While the accounting profession is divided in its preferences for the 2024 presidential election, it is united by a profound distaste for politics in general.
Over three-quarters (76%) of accountants surveyed by Accounting Today in late September said they were “very dissatisfied” with the current political climate, and another 15% were “somewhat dissatisfied.” (See
When asked to explain their dissatisfaction, a small-but-vocal minority blamed it squarely on one side of the political spectrum or the other, with varying levels of intemperate language — describing the party of Vice President Kamala Harris as the “democRATs,” for instance, or calling former President Donald Trump “the Orange Idiot.”
For the majority of accountants, however, that sort of vituperation is precisely the problem.
“The lack of cooperation and working together for all citizens is appalling,” said a manager from a small accounting firm in the Midwest who is a registered Republican. “The nastiness and name-calling is childlike.

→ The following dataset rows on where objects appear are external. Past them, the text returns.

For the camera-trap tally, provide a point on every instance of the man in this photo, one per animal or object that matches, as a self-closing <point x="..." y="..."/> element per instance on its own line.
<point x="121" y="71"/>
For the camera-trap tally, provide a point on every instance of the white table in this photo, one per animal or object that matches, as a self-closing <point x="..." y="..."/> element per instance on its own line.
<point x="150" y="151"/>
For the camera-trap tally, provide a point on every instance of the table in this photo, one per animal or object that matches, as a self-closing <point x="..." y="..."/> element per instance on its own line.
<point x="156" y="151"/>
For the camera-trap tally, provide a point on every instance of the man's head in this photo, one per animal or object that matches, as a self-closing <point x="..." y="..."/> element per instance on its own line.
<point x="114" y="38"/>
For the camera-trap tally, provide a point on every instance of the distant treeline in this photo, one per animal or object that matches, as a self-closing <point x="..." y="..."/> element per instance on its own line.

I expect better from all elected officials. We need solutions and actions, not harsh words about others. Our political leaders need to work together for solutions. Perhaps the problem is we do not have real leaders; we have elected personalities.”
“It’s too adversarial, and never in my lifetime has it been less about what is good for the people,” agreed a Democrat who is the owner of a small firm in the West.
“Politics seems to be about ways to ‘get’ the other guy, not about helping the people of America,” added a staff member, a Republican, from a small firm in the South.
A number of respondents expressed serious concern about what they see as deepening divisions between Americans, and the way politicians exploit those.
“This country is so divided,” warned a Republican department head from a midsized firm in the Midwest. “People are making decisions based on emotion, rather than facts and policy. There are blatant lies around every corner and people ignore it or are misinformed. Sadly, people are choosing to break ties with lifelong friends and family rather than seeing the truth: These politicians do not really care about us.”
A registered Independent who owns a small firm in the South agreed: “There is too much division,” he said. “Compromise is not a dirty word.”
The practical results of politics
The unwillingness to compromise is having serious implications for taxpayers.
“There is a lot of animosity which is preventing important legislation from being passed,” warned a senior executive from a midsized firm in the Midwest who is registered as a Republican. “For example, the technical corrections related to research and development credits was not passed because the parties cannot work together on a common goal. A simple bill like this should have been proactively passed with little hesitation; however, the bill was littered with other propaganda that made it impossible to pass.”
All of that matters to tax professionals because there are major issues they are hoping to see resolved after the election — in particular, the impending end of a number of provisions of the 2017 Tax Cuts and Jobs Act.
“The sunsetting of TCJA will greatly impact my small-business owners,” said the owner of a small firm in the Northeast who is a Democrat. “I expect tax liabilities to go up post-election.”
“There’s a four-page list of expiring tax breaks,” noted a staff member from a very small firm in the West who is an Independent. “Congress is doing nothing to help the people, they are only interested in what goes into their pockets, not how to get the economy moving. If all the TCJA [provisions] expire in 2025, I don’t want to be doing taxes anymore. Clients think we are not looking out for them, or we are ‘taxing’ their Social Security, but they don’t understand we are just trying to follow the ever changing laws.”
Some said that the election will inevitably cause problems for accountants — regardless of whether the winners actually resolve any of the issues the profession is concerned about.
“I believe there will be compliance issues related to whomever is elected,” said a department head from a midsized Midwest firm, a Republican. “As anyone in accounting can tell you, the continuous changes to the Tax Code are a huge burden on CPA firms, particularly those that are smaller. Large firms have teams dedicated to navigating changes, so they are able to pivot quickly but smaller, regional firms are in a perpetual game of catch-up, it seems.”